Of course, the nostalgists by far outnumber all the categories described above. These are people who long for the past to an extent that they relive it every day. Sometimes they miss the ostensible stability that life under Communism entailed. They miss their steady jobs, they will start proving how many pieces of bread and how many buckets of yoghurt they could buy with their 1970s salaries, they miss the student working holidays in the Soviet Union, they miss the pretty Russian girls at what used to be the Georgi Dimitrov International Youth Centre at Primorsko. The food and toilet paper shortages are rarely mentioned. Neither are the inability to travel abroad, to settle in Sofia if you were not born here, the compulsory army service and the omnipenetrating secret police. Syria as well as Libya, Algeria and so on, were friends in those days. The Soviet Union supported the Asads (Russia continues in this line now), and one of the few places in the world where Bulgarians could legally work and get paid in hard currency was in fact Syria. The former Bulgarian doctors and engineers in Syria probably do have good memories of their young days there.

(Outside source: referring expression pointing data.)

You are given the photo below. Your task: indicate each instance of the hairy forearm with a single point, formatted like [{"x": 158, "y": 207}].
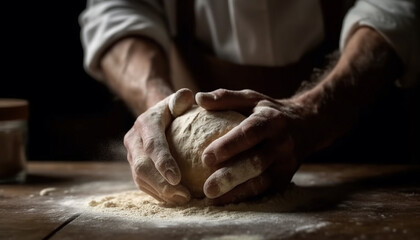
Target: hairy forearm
[
  {"x": 136, "y": 70},
  {"x": 366, "y": 67}
]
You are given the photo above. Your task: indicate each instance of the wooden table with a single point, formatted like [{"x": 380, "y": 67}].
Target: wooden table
[{"x": 353, "y": 202}]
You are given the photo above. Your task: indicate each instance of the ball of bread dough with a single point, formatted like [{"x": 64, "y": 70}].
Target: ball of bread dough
[{"x": 188, "y": 136}]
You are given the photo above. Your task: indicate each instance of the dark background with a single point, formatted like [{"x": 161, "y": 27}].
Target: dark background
[{"x": 74, "y": 117}]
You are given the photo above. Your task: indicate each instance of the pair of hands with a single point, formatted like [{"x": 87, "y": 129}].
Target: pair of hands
[{"x": 264, "y": 141}]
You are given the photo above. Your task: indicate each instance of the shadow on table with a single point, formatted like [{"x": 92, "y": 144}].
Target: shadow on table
[{"x": 323, "y": 198}]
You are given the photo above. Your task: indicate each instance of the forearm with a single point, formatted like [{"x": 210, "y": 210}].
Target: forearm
[
  {"x": 366, "y": 67},
  {"x": 136, "y": 69}
]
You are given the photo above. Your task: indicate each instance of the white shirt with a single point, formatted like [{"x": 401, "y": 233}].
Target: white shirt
[{"x": 263, "y": 32}]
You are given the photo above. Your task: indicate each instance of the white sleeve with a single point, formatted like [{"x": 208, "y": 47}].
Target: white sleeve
[
  {"x": 398, "y": 22},
  {"x": 105, "y": 21}
]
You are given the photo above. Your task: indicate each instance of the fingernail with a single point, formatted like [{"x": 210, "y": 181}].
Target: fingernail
[
  {"x": 206, "y": 95},
  {"x": 179, "y": 200},
  {"x": 212, "y": 190},
  {"x": 209, "y": 159},
  {"x": 171, "y": 177}
]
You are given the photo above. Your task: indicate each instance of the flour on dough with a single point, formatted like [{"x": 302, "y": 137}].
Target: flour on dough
[{"x": 188, "y": 136}]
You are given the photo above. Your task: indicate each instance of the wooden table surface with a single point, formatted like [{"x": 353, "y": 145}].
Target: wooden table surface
[{"x": 353, "y": 202}]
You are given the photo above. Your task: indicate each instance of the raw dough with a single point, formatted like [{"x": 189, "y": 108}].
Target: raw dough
[{"x": 188, "y": 136}]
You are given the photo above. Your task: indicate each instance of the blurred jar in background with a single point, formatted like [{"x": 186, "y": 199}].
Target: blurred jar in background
[{"x": 13, "y": 136}]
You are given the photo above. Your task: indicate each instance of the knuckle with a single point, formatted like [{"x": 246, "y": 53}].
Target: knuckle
[
  {"x": 256, "y": 163},
  {"x": 250, "y": 93},
  {"x": 150, "y": 144},
  {"x": 128, "y": 138},
  {"x": 221, "y": 92},
  {"x": 163, "y": 162}
]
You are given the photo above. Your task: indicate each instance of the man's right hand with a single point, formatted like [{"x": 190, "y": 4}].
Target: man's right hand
[{"x": 154, "y": 169}]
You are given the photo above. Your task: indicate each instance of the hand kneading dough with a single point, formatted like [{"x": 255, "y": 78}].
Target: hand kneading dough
[{"x": 188, "y": 136}]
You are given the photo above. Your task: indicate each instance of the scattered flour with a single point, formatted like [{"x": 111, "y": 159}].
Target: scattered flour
[
  {"x": 136, "y": 204},
  {"x": 47, "y": 191}
]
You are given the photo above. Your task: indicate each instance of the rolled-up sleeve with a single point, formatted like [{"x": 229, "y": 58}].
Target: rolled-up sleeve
[
  {"x": 398, "y": 22},
  {"x": 105, "y": 21}
]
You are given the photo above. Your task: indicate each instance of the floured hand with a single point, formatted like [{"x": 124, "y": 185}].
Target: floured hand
[{"x": 153, "y": 167}]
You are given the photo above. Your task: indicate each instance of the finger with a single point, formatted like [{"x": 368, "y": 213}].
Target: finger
[
  {"x": 244, "y": 168},
  {"x": 147, "y": 175},
  {"x": 156, "y": 147},
  {"x": 181, "y": 101},
  {"x": 241, "y": 170},
  {"x": 223, "y": 99},
  {"x": 246, "y": 190},
  {"x": 251, "y": 131}
]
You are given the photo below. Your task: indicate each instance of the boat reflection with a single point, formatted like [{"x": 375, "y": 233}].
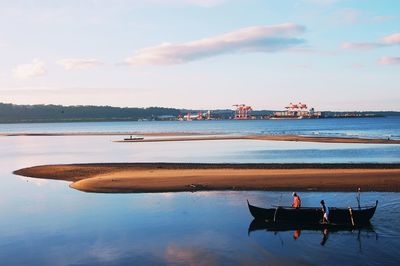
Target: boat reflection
[{"x": 325, "y": 229}]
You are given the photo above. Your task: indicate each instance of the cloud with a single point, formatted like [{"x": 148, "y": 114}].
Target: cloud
[
  {"x": 35, "y": 69},
  {"x": 348, "y": 16},
  {"x": 245, "y": 40},
  {"x": 360, "y": 46},
  {"x": 390, "y": 40},
  {"x": 74, "y": 63},
  {"x": 382, "y": 19},
  {"x": 388, "y": 60}
]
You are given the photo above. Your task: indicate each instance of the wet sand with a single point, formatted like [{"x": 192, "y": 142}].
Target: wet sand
[
  {"x": 169, "y": 177},
  {"x": 127, "y": 134},
  {"x": 271, "y": 138}
]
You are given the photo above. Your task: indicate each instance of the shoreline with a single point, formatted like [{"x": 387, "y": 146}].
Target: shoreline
[
  {"x": 295, "y": 138},
  {"x": 180, "y": 177},
  {"x": 199, "y": 136}
]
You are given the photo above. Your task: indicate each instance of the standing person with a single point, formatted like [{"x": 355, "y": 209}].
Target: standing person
[
  {"x": 325, "y": 212},
  {"x": 296, "y": 200}
]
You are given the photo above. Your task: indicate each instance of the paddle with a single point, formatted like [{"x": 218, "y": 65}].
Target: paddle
[{"x": 351, "y": 216}]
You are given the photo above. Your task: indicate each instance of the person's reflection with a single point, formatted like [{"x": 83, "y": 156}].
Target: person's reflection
[
  {"x": 296, "y": 234},
  {"x": 325, "y": 233}
]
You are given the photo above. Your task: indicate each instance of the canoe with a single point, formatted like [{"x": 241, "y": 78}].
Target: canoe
[
  {"x": 313, "y": 215},
  {"x": 260, "y": 225}
]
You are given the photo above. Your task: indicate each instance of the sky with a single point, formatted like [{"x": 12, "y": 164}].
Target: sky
[{"x": 201, "y": 54}]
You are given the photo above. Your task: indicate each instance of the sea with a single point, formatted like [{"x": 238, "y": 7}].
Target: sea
[{"x": 45, "y": 222}]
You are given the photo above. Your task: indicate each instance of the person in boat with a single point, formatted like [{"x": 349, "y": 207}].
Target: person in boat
[
  {"x": 296, "y": 200},
  {"x": 325, "y": 212}
]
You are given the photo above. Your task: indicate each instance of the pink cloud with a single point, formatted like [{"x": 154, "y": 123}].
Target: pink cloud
[
  {"x": 252, "y": 39},
  {"x": 392, "y": 39},
  {"x": 388, "y": 60}
]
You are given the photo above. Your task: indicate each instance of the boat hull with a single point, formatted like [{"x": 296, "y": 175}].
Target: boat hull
[{"x": 310, "y": 215}]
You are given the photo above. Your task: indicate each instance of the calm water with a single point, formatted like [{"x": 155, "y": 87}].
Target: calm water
[
  {"x": 382, "y": 127},
  {"x": 46, "y": 223}
]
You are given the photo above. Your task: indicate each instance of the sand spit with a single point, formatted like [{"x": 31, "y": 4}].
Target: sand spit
[
  {"x": 272, "y": 138},
  {"x": 169, "y": 177},
  {"x": 60, "y": 134}
]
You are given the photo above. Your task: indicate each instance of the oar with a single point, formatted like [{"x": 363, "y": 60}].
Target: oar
[{"x": 351, "y": 216}]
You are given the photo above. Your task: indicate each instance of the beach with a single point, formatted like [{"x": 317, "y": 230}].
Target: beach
[
  {"x": 270, "y": 138},
  {"x": 170, "y": 177}
]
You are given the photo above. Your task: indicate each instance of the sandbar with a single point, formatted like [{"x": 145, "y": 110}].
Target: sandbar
[
  {"x": 177, "y": 177},
  {"x": 270, "y": 138}
]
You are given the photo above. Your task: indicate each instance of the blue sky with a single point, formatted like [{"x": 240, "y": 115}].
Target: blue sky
[{"x": 330, "y": 54}]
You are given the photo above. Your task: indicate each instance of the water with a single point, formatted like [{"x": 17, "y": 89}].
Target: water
[
  {"x": 45, "y": 222},
  {"x": 382, "y": 127}
]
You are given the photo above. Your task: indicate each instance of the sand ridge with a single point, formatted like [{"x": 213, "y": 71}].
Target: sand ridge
[{"x": 164, "y": 177}]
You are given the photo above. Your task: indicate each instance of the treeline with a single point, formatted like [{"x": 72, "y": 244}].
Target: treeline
[{"x": 11, "y": 113}]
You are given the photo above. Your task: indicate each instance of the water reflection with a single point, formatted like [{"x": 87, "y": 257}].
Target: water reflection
[{"x": 324, "y": 229}]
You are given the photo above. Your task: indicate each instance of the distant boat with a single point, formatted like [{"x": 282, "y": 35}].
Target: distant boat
[
  {"x": 313, "y": 215},
  {"x": 133, "y": 139}
]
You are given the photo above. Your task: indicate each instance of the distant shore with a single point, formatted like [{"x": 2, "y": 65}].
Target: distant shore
[
  {"x": 176, "y": 177},
  {"x": 197, "y": 136}
]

Bulgaria (and the rest of the Balkans) is well-known for their penchant for conspiracy theories. But the sheer scope of the pro-Russian and anti-Western sentiments in the summer of 2015 suggests that this is not yet another set of conspiracy theories. It is pure stupidity manifested by people who so uncritically fall in for Putin's propaganda. Obviously, the ongoing hybrid war should be taken very seriously in a place like Bulgaria.